The following sections summarize main findings from each study according to the analytical rs-fMRI approach and the directionality of the brain-behavior association, vis-à-vis Menon’s triple-network model.6 Overall, four studies reported on mixed findings of hyperconnectivity and hypoconnectivity, six studies reported only hyperconnectivity, and three reported only hypoconnectivity among the three networks (DMN, CCN, and SN).

Hyperconnectivity findings for seed-based analysis studies

Using a seed-to-seed approach, a study found that higher negative affectivity was associated with increased connectivity between the amygdala and the sgACC over 24 months of follow-up.61 Davey et al.61 measured negative affectivity (NA), a temperamental trait previously associated with increased risk for future MDD, with the revised Early Adolescent Temperament Questionnaire. They defined high-risk participants based on increased levels of NA. Interestingly, among the 56 high-risk adolescents, new-onset MDD was associated with follow-up concurrent increased amygdala-sgACC connectivity. These results suggest a pattern of hyperconnectivity between the SN and the DMN.

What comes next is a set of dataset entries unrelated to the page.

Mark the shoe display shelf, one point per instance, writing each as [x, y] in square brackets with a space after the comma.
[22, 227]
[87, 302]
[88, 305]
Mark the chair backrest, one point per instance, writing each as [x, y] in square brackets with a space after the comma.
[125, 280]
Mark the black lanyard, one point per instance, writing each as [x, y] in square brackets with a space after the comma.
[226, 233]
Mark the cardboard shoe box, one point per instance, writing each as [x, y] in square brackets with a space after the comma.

Another study from the same group linked exposure to observed maternal aggressive behavior in early adolescence (at 12 years old), abnormal amygdala iFC in mid-adolescence, and MDD at 19 years old.64 Callaghan et al.64 followed 101 children for over 7 years (3 years between fMRI scan and MDD assessment) and found increased connectivity from the amygdala to temporal cortices and bilateral insula in MDD. It is noteworthy that this finding mediated the association between maternal aggressive behavior and MDD. In a specificity analysis, striatal seeds did not show the same pattern of association, indicating a specific role for the amygdala in the relationship between early trauma and adolescent-onset depression. We categorized these findings as evidence of SN within-network hyperconnectivity.

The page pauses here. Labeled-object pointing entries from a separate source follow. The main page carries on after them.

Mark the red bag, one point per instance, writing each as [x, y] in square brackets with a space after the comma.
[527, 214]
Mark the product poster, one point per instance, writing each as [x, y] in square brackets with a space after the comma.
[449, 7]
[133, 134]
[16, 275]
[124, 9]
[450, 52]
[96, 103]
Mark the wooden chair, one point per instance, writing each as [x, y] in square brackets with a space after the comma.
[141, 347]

Using a high-risk design based on previous depressive symptoms, the study from Lopez et al.58 included 58 adolescents with a history of MDD (MDD-hx) and 85 adolescents without previous MDD episodes (no-MDD group). Data were drawn from a large 12-year longitudinal study, the Preschool Depression Study. Although baseline recruitment study assessed familial risk (for more details, see Luby et al.59), Lopez et al.58 considered personal history of MDD as the only high-risk criteria. Importantly, the no-MDD group could also include subjects with other previous or ongoing psychiatry disorders such as attention-deficit/hyperactivity disorder, anxiety, and conduct disorder. Results suggested that hyperconnectivity between the dlPFC and the dorsal ACC in preadolescence (9-14 years old) predicted higher levels of depressive symptoms in adolescence (10-16 years old). These results were not statistically significant when models included baseline depressive symptoms concurrent to the brain scan. Additionally, there were no categorical MDD assessments at follow-up. Keeping in line with Menon’s triple-network model, these findings suggest a putative increased connectivity between the CCN and the SN, which comprises dlPFC and dACC regions, respectively.

Jalbrzikowski et al.71 was the only study that included up to three rs-fMRI scans from the same subject. They assessed connectivity between the amygdala and the ventromedial prefrontal cortex (vmPFC) using a seed-to-seed approach in a large sample of adolescents and young adults. The focus of the study was to establish normative patterns of functional and structural (white-matter tract) connectivity between the amygdala and the vmPFC across youth. A normative pattern of decreasing amygdala-vmPFC connectivity between the ages of 10-25 years was established and then replicated in an independent sample. Increased amygdala-ACC connectivity was linked to higher levels of internalizing psychopathology – a mixture of depression and anxiety symptoms – in late adolescence and early adulthood. We categorized these findings according to the seed regions as putative evidence of SN-DMN hyperconnectivity.

Hypoconnectivity findings for seed-based analysis studies

Luking et al.62 used a seed-to-seed approach to investigate amygdala connectivity in a high-risk sample. They employed a mixture of individual and family high-risk factors to compose four non-overlapping groups: MDD-hx, familial high-risk, both combined, and none of these conditions (healthy controls). Repeated standardized clinical assessments were used to ascertain for previous MDD episodes.62 This strategy resulted in a low number of participants for each group. Nevertheless, they were able to follow participants for up to 5 years. MDD-hx and familial high-risk groups exhibited decreased connectivity between the amygdala and several brain regions, including the dlPFC, the dmPFC, and the hippocampus. Intriguingly, the same pattern of aberrant connectivity was not found in the combined MDD-hx plus genetic risk group. Since this study investigated MDD several years before the rs-fMRI scan, it was not possible to disentangle whether connectivity alterations represent high-risk patterns or adaptations to previous MDD episodes. We categorized these results as between-network hypoconnectivity from the SN to the DMN and the CCN.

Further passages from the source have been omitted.